Słynne przysłowie mówi, że prawdziwych mężczyzn poznaje się nie po tym jak zaczynają, ale po tym jak kończą. Przysłowie idealnie obrazuje końcówkę piątkowego spotkania. Górnik miał już właściwie zwycięstwo w garści i w spokoju mógł oczekiwać na końcowy gwizdek. Oczywiście, Legia napierała jak tylko mogła. Sam Kosta Runjaić powiedział, że w końcówce rzucił wszystko co miał, aby wywalczyć chociaż punkt. I finalnie opłacało się. Jednak to, co zrobili goście wołało o pomstę do nieba. W kilka minut zaprzepaścili to, co starali się wypracować przez całe spotkanie. Głównym aktorem tego blamażu był Jensen, który zaliczył fantastyczny dublet. Najpierw postanowił sfaulować Artura Jędrzejczyka, trafiając obrońcę Legii w twarz. Dzięki czemu Josue wykorzystał rzut karny i już tylko gol dzielił gospodarzy od doprowadzenia do comebacku.

https://twitter.com/AHaman1916/status/1560734596161052673

https://twitter.com/CANALPLUS_SPORT/status/1560733452559089665

Jednak stoperowi Górnika było mało. Kilka minut później zachował się jak trampkarz i mając na koncie żółtą kartkę postanowił w bocznej strefie boiska sfaulować Carlitosa, który przyjęciem kierunkowym zwiódł rywala. Finalnie otrzymał za to drugi żółty kartonik i w samej końcówce osłabił swój zespół. I to właśnie w kluczowej akcji spotkania zabrakło trzeciego stopera, który asekurowałby Janickiego. Rafał zupełnie zgubił krycie i Lindsay Rose doprowadził do remisu, a comeback stał się faktem.

Kibice Górnika, którzy przyjechali do Warszawy nie dowierzali temu, co się stało. Sam trener Gaul po meczu był zaskoczony decyzją o podyktowaniu rzutu karnego. Jednak czy słusznie? Czy, aby nie powinien mieć pretensji do Jensena, który nieświadomie robił kołowrotek rękami we własnym polu karnym? Moim zdaniem karny był jak najbardziej słuszny. Obrońca nierozważnie machał rękami na lewo i na prawo, co spowodowało, że obrońca Legii wyraźnie dostał w twarz. Cała praca włożona w to spotkanie przez Górnik Zabrze została zaprzepaszczona przez jednego zawodnika. Legia w końcówce pokazała charakter i niesiona okrzykami z trybun zdołała wywalczyć punkt.

 

Koncentracja i niedokładność, czyli oceny pomeczowe

Trudno wskazać kogokolwiek z Legii, kto zdecydowanie wyróżniałby się na tle reszty zespołu. Naprawdę to było spotkanie, w którym było mnóstwo niedokładności. Szczególnie w fazie wyprowadzania piłki do tyłu oraz w fazie przyspieszenia akcji w ofensywie. Bardzo dobrze było to widać w grze Lindsaya Rose oraz Ihora Kharatina. Stoper warszawskiej drużyny ma od dłuższego czasu problem z koncentracją przez całe spotkanie. Są momenty, w których Lindsay’owi po prostu odcina prąd i myślenie nie istnieje. Było to widać przy sytuacji z Cholewiakiem oraz przy komunikacji z Tobiaszem. Owa komunikacja strasznie kulała i czasem miałem wrażenie, że Kacper leciał w ciemno po piłkę, mając w podświadomości, że Rose może zrobić coś niedobrego.

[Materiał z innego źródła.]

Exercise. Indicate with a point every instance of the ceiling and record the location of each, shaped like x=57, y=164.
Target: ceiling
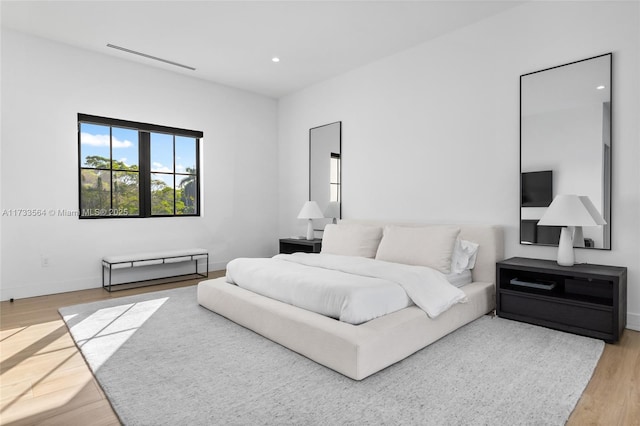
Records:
x=233, y=42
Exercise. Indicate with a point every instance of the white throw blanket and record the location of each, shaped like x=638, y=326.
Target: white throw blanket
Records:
x=352, y=289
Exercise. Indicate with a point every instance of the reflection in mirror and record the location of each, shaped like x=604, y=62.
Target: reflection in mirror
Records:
x=565, y=145
x=325, y=167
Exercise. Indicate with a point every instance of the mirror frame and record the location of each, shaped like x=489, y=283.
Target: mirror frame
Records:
x=326, y=220
x=606, y=157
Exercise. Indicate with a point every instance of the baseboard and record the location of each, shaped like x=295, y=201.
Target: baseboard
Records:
x=633, y=321
x=48, y=288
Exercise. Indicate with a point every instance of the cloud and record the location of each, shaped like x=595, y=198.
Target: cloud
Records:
x=103, y=140
x=159, y=167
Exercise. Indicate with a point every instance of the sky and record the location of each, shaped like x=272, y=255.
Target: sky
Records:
x=94, y=140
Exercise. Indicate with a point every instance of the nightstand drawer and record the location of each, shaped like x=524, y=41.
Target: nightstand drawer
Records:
x=589, y=316
x=294, y=245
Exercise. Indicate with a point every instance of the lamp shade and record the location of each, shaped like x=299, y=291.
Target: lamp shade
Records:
x=310, y=210
x=571, y=210
x=332, y=210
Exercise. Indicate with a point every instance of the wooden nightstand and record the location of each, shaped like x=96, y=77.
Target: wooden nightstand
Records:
x=295, y=245
x=585, y=299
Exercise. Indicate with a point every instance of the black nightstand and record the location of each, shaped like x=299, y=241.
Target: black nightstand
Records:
x=585, y=299
x=294, y=245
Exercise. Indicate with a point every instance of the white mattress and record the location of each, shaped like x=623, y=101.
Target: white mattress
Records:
x=356, y=351
x=349, y=288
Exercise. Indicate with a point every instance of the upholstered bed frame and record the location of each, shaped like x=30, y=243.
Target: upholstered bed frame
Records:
x=357, y=351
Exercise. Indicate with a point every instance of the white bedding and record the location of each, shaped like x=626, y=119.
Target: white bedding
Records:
x=351, y=289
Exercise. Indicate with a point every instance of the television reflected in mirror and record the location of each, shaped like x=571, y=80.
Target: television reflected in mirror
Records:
x=565, y=145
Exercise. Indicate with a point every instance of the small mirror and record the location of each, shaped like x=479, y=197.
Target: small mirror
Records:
x=325, y=171
x=565, y=145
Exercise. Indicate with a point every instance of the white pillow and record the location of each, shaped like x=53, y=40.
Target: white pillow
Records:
x=351, y=240
x=430, y=246
x=464, y=256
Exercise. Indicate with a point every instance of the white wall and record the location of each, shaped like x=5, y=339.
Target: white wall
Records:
x=44, y=86
x=431, y=134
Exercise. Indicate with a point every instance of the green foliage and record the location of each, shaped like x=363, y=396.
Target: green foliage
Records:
x=97, y=194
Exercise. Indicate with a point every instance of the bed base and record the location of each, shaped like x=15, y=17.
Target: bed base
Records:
x=356, y=351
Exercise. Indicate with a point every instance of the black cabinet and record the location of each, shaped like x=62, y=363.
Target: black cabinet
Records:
x=294, y=245
x=584, y=299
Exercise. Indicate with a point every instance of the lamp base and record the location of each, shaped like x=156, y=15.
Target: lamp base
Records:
x=565, y=247
x=310, y=233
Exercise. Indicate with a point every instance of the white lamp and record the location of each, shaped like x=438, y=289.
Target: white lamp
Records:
x=310, y=211
x=572, y=212
x=332, y=211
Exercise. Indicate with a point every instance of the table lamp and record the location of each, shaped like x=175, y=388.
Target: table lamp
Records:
x=310, y=211
x=572, y=212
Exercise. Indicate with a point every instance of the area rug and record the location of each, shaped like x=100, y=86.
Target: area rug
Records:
x=164, y=360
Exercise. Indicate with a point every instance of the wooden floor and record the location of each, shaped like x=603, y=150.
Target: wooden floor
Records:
x=45, y=381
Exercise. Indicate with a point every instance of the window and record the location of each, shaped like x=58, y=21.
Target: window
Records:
x=129, y=169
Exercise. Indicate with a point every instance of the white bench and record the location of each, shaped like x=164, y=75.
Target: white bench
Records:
x=110, y=263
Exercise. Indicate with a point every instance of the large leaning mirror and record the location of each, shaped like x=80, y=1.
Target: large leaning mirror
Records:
x=325, y=167
x=565, y=146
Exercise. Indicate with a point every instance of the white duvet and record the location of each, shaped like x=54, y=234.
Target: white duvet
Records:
x=351, y=289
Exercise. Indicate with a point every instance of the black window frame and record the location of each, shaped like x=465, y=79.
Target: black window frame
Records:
x=144, y=164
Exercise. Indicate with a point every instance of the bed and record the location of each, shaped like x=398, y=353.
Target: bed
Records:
x=359, y=350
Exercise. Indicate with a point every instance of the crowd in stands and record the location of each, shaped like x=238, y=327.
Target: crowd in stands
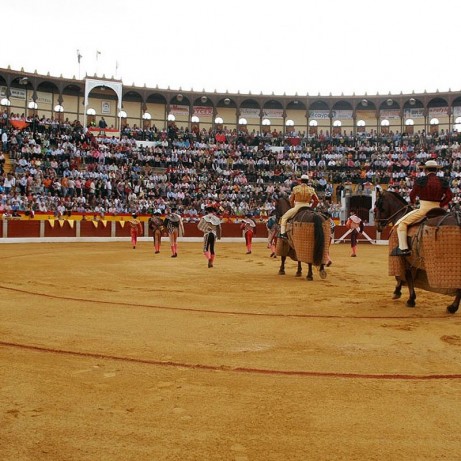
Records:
x=61, y=168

Jeśli chodzi o Kharatina, to największy minus meczu, jeśli chodzi o zespół gospodarzy. Myślami był zupełnie gdzie indziej. Po kilku słabych zagraniach nie był w stanie wrócić na swój poziom. Ustawiał się fatalnie, o rozgrywaniu piłki już lepiej nie wspominać. O dziwo bardzo dobrą zmianę za Ukraińca dał Bartosz Slisz, który rozegrał dobre zawody. Nie popełniał głupich błędów i wybierał opcje do gry, których był w stu procentach pewien. Jestem ciekaw, czy Polak w następnym meczu ze Stalą Mielec znajdzie się w wyjściowej jedenastce.

***

Z plusów na pewno warto zanotować wejście Carlitosa. Hiszpan pokazał, że wystarczy mały ruch bez piłki, aby zgubić przeciwnika. Widać, że jest to napastnik, który nie boi się wziąć odpowiedzialności na siebie, czy uderzyć z daleka. Nie wyglądał również źle jeśli chodzi o przygotowanie fizyczne. Można powiedzieć, że był to swego rodzaju przełom w grze warszawskiej drużyny. Jeden z pozytywnych impulsów, który doprowadził do tego, że w tabeli były mistrz Polski może dopisać sobie jeden punkt.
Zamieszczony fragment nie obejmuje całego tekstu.